例えば日産 GT-R (R35)や三菱ランサーエボリューションXに採用されたDCTは、その完成度の高さで知られている。ただしDCTは制御が非常に複雑で、油温管理や油圧制御の難しさもある。
さらに興味深いのは、マニュアル操作よりもフルオートモードのほうがラップタイムが速くなることが多いという点だ。サーキットによっては1.5〜2秒ほど速くなるケースもある。この事実を知っている人は意外と少ないのではないだろうか。
そんななかで、私が特に印象的なシフトフィールを感じた車がある。「ランボルギーニ ガヤルド LP570-4 スーパートロフェオ ストラダーレ」である。このモデルはシングルクラッチ式のセミオートマチックを採用している。
DCTのように完全にショックを消すのではなく、あえて変速の感触をドライバーに伝えるセッティングになっていた。パドルを操作すると、明確なシフト感が伝わる。それでいて変速は非常に素早く、ドライバーの感覚と機械の動きが見事に調和している。
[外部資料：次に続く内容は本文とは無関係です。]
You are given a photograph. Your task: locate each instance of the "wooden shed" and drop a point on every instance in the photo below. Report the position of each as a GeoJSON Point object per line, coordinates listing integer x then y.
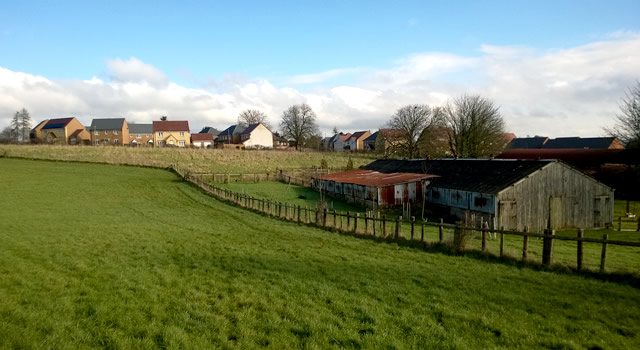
{"type": "Point", "coordinates": [513, 194]}
{"type": "Point", "coordinates": [374, 189]}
サーキットでは1速へのシフトダウンも安全に行うことができ、オーバーレブ領域では電子制御が操作をキャンセルしてくれる。安心感という点でも優れたシステムだった。
市販車で感銘を受けたトランスミッションとは?
一方、オートマチックトランスミッションとして感銘を受けたのは「ポルシェ 911」に搭載されるPDKである。このデュアルクラッチシステムは変速速度、耐久性、制御ロジックのすべてが高いレベルにあり、レースでも使用されるほど完成度が高い。
その制御の基礎となっているのが、かつてポルシェが採用していたティプトロニックの技術である。トルクコンバーター式ATでありながら、ギア保持やキックダウン、ロックアップ制御などが非常に巧みに作り込まれており、サーキットでも十分な性能を発揮していた。
こうして振り返ると、トランスミッション技術は長い年月の中で大きく進化してきたことが分かる。そして電気自動車の時代になると、多段変速機そのものが不要になる可能性もある。しかしこれまで培われてきた制御技術は、モーターのトルク制御などで確実に活かされていくはずだ。
そうした観点から私が「最も心地よかったシフトフィール」を挙げるなら、次の2つになる。パドル操作の完成度という意味では、ランボルギーニ ガヤルド LP570-4 スーパートロフェオ ストラダーレのシングルクラッチ。そしてオートマチックとしての完成度では、ポルシェのティプトロニック、そしてPDKである。
これらは単なる変速機ではない。ドライバーの感覚と機械の動きを高い次元で結びつけるスポーツドライビングを心得たメーカーだからこそできるロジックを持ったシステムなのだ。